In the United States, video of Wrona's landing Tuesday immediately evoked memories of the "miracle on the Hudson," when Capt. Chesley "Sully" Sullenberger landed a crippled US Airways jet in the Hudson River in 2009 and saved 155 lives.

His voice shaking at times as he struggled for words, Wrona said he felt "a huge relief" when he knew everyone aboard the flight from Newark, N.J., had reached safety _ and he wondered whether he might have executed the landing even more effectively.

"When I stopped on the runway, I still was not sure that everyone was safe because smoke and some burning from friction appeared on the ground," Wrona said. "I felt huge relief when the head flight attendant reported that the plane was empty."

LOT says the plane suffered "a central hydraulic system failure," that caused all three sections of the landing gear _ the nose gear and the two main underwing gears _ to fail. Such a complete undercarriage failure was unprecedented for a Boeing 767 and highly unusual overall, according to aviation data and experts.

Sullenberger said the Warsaw incident brought back memories of his Hudson splashdown, and praised what he called a "great outcome."

"This required great piloting skill," Sullenberger said in an interview on CNN on Tuesday.

"This is not like a normal landing," he said. "Without the landing gear underneath you, as you approach the runway to land, your eyes in the cockpit will be much lower, much closer to the runway. It's going to be a different picture looking out the window. You have to account for that."

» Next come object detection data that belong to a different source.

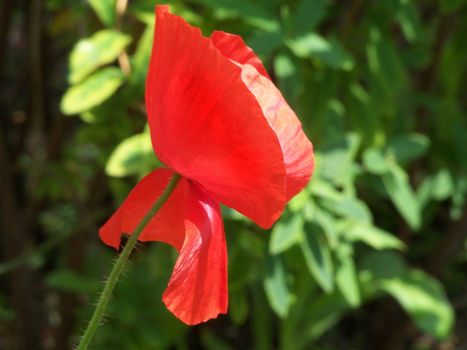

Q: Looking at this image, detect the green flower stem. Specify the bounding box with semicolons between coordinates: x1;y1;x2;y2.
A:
78;174;180;350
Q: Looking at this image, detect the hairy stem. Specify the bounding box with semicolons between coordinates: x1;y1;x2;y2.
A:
78;174;180;350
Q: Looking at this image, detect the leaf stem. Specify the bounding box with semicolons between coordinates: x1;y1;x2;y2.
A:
78;174;180;350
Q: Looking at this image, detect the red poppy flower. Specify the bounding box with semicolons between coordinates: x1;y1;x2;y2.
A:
99;6;314;324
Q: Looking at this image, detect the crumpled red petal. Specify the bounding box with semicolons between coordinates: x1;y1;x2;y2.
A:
211;32;314;201
242;64;314;201
162;183;228;325
211;31;271;79
146;6;286;228
99;168;188;251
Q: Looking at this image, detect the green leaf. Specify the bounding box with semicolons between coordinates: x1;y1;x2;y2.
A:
88;0;116;27
191;0;280;32
264;255;292;318
313;134;360;185
383;164;421;230
269;213;304;254
387;134;430;164
105;132;161;177
360;252;454;339
69;30;130;84
336;244;361;307
293;0;326;34
60;67;124;115
130;20;154;94
382;270;454;339
341;223;405;250
286;33;354;70
321;195;372;223
301;223;334;293
363;148;389;175
359;251;407;280
431;169;454;201
229;290;249;326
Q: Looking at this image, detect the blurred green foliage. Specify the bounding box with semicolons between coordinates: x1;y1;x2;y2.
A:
0;0;467;350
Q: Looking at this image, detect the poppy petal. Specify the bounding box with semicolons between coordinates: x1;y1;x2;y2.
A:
211;32;314;201
99;168;188;251
242;64;314;201
211;31;271;79
162;183;228;325
146;6;286;227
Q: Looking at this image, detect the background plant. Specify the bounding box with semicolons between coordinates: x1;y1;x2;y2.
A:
0;0;467;349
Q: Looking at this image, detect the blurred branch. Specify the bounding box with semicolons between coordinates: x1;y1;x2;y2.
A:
0;0;13;69
115;0;131;75
0;235;69;276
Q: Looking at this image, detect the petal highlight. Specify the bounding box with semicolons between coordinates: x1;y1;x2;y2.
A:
211;31;314;201
242;64;315;201
211;31;271;79
99;168;188;251
162;183;228;325
146;7;286;227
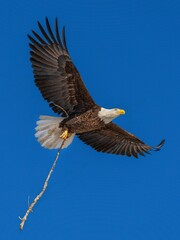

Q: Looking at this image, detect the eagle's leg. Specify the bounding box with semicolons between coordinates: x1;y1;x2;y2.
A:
59;129;72;140
59;129;68;140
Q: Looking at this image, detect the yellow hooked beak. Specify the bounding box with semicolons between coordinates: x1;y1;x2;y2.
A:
118;109;126;115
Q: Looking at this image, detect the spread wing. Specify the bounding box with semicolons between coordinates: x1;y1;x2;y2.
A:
28;18;95;116
78;122;165;158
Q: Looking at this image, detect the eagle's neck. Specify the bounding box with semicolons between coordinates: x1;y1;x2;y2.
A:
98;108;118;124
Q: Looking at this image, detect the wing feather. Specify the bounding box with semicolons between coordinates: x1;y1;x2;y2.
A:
28;18;95;116
78;122;165;158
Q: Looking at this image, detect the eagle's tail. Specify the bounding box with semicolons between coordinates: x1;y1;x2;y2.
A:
35;116;75;149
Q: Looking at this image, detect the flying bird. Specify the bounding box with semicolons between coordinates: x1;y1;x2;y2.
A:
28;18;165;158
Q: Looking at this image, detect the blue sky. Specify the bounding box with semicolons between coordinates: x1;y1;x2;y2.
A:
0;0;180;240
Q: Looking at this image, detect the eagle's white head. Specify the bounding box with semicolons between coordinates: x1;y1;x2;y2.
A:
98;108;125;124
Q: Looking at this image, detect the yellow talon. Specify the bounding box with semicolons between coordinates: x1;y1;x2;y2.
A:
60;130;68;140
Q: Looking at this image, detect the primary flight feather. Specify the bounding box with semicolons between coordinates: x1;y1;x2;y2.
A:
28;18;165;157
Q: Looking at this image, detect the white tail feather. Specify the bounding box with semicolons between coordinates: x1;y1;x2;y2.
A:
35;116;75;149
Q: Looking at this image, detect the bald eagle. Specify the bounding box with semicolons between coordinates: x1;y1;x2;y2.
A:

Several Facebook pages sprang up to express admiration for Wrona, with some calling him a "superhero." "Fly like an eagle and land like a crow," they proclaimed, playing on the word "wrona," Polish for crow.

Yet Wrona tried to play down his feat with humor.

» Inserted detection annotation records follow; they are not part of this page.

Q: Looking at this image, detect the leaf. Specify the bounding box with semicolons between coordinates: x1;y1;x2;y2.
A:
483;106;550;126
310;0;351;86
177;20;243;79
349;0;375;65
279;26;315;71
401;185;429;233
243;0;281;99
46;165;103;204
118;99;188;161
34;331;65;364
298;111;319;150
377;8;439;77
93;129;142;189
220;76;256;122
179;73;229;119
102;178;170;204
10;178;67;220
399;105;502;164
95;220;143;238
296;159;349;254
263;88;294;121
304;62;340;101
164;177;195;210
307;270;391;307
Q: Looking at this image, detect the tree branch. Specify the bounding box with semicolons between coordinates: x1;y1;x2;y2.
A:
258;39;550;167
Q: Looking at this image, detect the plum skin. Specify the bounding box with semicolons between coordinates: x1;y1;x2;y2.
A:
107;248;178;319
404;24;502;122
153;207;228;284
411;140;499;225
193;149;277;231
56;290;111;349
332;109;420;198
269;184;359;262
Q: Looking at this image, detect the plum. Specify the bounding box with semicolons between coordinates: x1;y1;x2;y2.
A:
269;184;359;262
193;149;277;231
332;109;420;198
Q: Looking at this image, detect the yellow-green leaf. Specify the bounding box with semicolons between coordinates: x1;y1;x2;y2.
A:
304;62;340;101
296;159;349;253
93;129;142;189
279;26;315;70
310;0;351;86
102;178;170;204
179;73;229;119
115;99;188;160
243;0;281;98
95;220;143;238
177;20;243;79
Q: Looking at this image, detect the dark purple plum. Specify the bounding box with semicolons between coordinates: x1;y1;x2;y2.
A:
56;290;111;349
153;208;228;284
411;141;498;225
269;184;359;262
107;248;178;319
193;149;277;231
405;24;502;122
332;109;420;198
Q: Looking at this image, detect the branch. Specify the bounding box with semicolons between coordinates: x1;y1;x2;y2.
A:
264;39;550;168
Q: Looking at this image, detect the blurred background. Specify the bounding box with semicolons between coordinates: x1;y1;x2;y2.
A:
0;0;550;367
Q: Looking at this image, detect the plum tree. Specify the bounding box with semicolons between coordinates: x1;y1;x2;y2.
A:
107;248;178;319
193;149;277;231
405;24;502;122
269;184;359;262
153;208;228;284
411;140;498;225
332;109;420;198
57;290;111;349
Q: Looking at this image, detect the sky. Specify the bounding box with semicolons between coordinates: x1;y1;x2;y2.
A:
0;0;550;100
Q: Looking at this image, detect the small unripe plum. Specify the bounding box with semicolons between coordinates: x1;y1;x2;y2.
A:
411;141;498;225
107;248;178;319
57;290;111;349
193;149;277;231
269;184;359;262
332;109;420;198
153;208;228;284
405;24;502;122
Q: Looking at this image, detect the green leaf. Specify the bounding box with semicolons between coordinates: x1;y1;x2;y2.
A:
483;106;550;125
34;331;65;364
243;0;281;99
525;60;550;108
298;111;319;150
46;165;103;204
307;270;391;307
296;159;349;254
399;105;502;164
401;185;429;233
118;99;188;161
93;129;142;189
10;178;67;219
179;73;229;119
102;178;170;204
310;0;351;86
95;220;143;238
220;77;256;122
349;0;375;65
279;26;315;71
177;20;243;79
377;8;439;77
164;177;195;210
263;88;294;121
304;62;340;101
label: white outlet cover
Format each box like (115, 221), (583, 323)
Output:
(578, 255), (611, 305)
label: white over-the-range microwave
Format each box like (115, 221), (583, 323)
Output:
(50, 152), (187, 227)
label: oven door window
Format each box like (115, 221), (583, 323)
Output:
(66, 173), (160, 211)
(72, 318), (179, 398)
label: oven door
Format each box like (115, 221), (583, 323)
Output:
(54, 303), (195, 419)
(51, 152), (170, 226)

"I heard that a passenger in the back complained about feeling a bump," he said, eliciting laughter from reporters.

Some experts said that despite the fortunate outcome in Warsaw, it was a stretch to compare Wrona's landing to Sullenberger's.

Wrona landed a fully operational plane at an international airport where fire and rescue services were waiting, said Kevin Hiatt, a former international chief pilot for Delta Air Lines who is now executive vice president of the Flight Safety Foundation. Sullenberger had no power after a flock of geese disabled the engines, forcing him to ditch in the Hudson and wait for local boats to rescue passengers and crew from the wings.

"The Polish pilots had control over their descent and touchdown, while Sully had essentially a glider on his hands," Hiatt said.

Wrona is a glider pilot in his free time, and Polish media attributed his gentle landing to that experience. But Wrona said he didn't see that as terribly relevant, noting that he had power from his engines the entire time. He said gliding experience was probably more relevant for Sullenberger.

Still, the landing in Warsaw was a huge morale boost to a nation that is still heavily focused on the aviation disaster in Smolensk, Russia, last year in which President Lech Kaczynski and 95 others died when their plane crashed in heavy fog.

A Polish government report put much of the blame for that accident on poor pilot training and faulty security procedures within the Polish air force. In contrast, the Polish crew's landing of the faulty plane has been hailed as masterful and a textbook-perfect example of how to carry out an emergency procedure.

"We held our breath, fearing another air tragedy," commentator Michal Szuldrzynski wrote in the conservative daily newspaper Rzeczpospolita.

"Most of the observers of the operation (at Warsaw airport) certainly had in their memories scenes from a year and a half ago, from Smolensk," Szuldrzynski said.

"At that time, things ended in a catastrophe. This time we were witnesses to a miracle."


AP aviation writer Slobodan Lekic contributed to this report from Brussels.